Curiosity in top cats
hw sp 14 4 It’s so much for the old warning ‘curiosity killed the cat’ whose roots began in 16th century British literature. Today curiosity has been identified as the major differentiator of potential for future success among candidates and employees.

Recent research by Egon Zehnder International1 explains why a new measure of potential is needed for our high velocity 21st century world. The firm analysed the career trajectories of more than 1,000 C-level executives and 2,500 non-C level executives and validated their model with CEOs and board members of major companies and leading academics. In their report ‘Digging for hidden treasure’ EZI identifies the traits that really promise great leadership: www.egonzehnder.com/the-focus-magazine/the-focus-editions/the-focus-volume-20131-potential/leadership-insights/digging-for-hidden-treasure.html.

hw sp 14.2 4‘The most sophisticated business leaders we work with are deeply conscious that measuring potential is extremely difficult,’ explains EZI consultant James Martin2 , who co-wrote the report. ‘For most, potential is a proxy for performance today. When they say someone has potential, they actually mean that the individual is doing a great job in their current role. Predicting whether someone will be successful in a more complex position with more variables and higher levels of ambiguity is really tricky.’


EZI identifies four most important markers of potential as curiosity, insight, engagement and determination - of which the former is seen as the most important. ‘For us curiosity is all about both interest in the world about us coupled with an innate desire to continue growing and developing as an individual and a leader,’ he adds. ‘It is more than pure learning agility, where someone could score highly but be constrained by a narrow range of interests. Without high levels of curiosity, development in any dimension is likely to be highly limited.’

How can companies ensure that curiosity is accurately assessed, rather than feigned by canny candidates? ‘One of the greatest sources of error in selection is the propensity for most people to think they are great judges of character and good interviewers. We train extensively to hone our interview skills and look beyond the words spoken to understand what is genuine vs. superficial. At its simplest, assessing potential is more about understanding where energy lies than what has been achieved.’

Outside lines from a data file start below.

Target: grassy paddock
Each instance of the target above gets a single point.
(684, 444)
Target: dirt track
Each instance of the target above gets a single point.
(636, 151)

AHEAD’s Guy Vereecke concurs. ‘Interviews can be considered an unreliable and subjective method of assessment. Indeed they are … in the wrong hands. Yet training and years of experience as professional assessors bring a level of objectivity to the process which adds real value – particularly when other methods, like assessment centres or tests – may be less appropriate for senior and sought-after middle management candidates. Besides, tracking candidates who outperform their peers and go from strength to strength with client companies further serves to hone and reinforce our processes.’



1Egon Zehnder International (www.egonzehnder.com) was the parent company of YESS International Brussels, which became AHEAD in 1998, following an amicable MBO.
2James Martin is a consultant with Egon Zehnder in London. He joined the firm in 2000 and is a member of the Leadership Strategy Services and Human Resources Practices.